In conclusion a jury trial is of necessity predicated on continuous and adversarial oral presentation of evidence, but such a method of determining criminal cases is time and resource intensive. Criminal trial to be heard without jury, would thus probably reduce cost, and would also enhance opportunities to deal with matters in alternative ways not subject to the same concern about admissibility and evidence, and hence possibly also increase predictability.
To my mind, however the criminal justice system England and Wales, the system of jury trial depends on twelve parties and true coming to court and listening to the case.

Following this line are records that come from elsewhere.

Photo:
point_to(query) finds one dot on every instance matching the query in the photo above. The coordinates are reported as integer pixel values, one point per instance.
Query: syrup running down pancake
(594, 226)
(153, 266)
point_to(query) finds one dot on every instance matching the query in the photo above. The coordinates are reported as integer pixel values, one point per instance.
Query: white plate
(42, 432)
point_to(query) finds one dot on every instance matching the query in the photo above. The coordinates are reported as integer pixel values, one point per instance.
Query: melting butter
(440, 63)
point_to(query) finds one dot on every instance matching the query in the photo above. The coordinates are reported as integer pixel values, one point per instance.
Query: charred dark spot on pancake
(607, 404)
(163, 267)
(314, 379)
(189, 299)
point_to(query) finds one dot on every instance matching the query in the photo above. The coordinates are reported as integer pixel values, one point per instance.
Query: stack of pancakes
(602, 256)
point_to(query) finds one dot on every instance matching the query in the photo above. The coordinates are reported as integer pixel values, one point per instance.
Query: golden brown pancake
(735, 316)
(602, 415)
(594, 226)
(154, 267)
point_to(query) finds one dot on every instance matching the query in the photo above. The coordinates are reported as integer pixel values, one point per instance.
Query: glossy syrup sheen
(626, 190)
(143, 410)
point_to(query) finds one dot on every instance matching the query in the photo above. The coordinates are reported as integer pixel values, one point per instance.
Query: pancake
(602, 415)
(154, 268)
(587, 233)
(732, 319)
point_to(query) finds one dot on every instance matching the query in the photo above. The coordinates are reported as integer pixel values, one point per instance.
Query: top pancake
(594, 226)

Witness who will give evidence and answers the questions, counsel speak address the jury, judges speak and give direction. The current criminal justice process, in major trials involving fraud is made available to jurors on screens, but not without difficulty. The implications of all this for the criminal justice system are important. However, in jury trial in particular the public opinion can never really be kept out of the court room. Not everyone agrees with these changes when opposition is expressed on principal, it requires attention.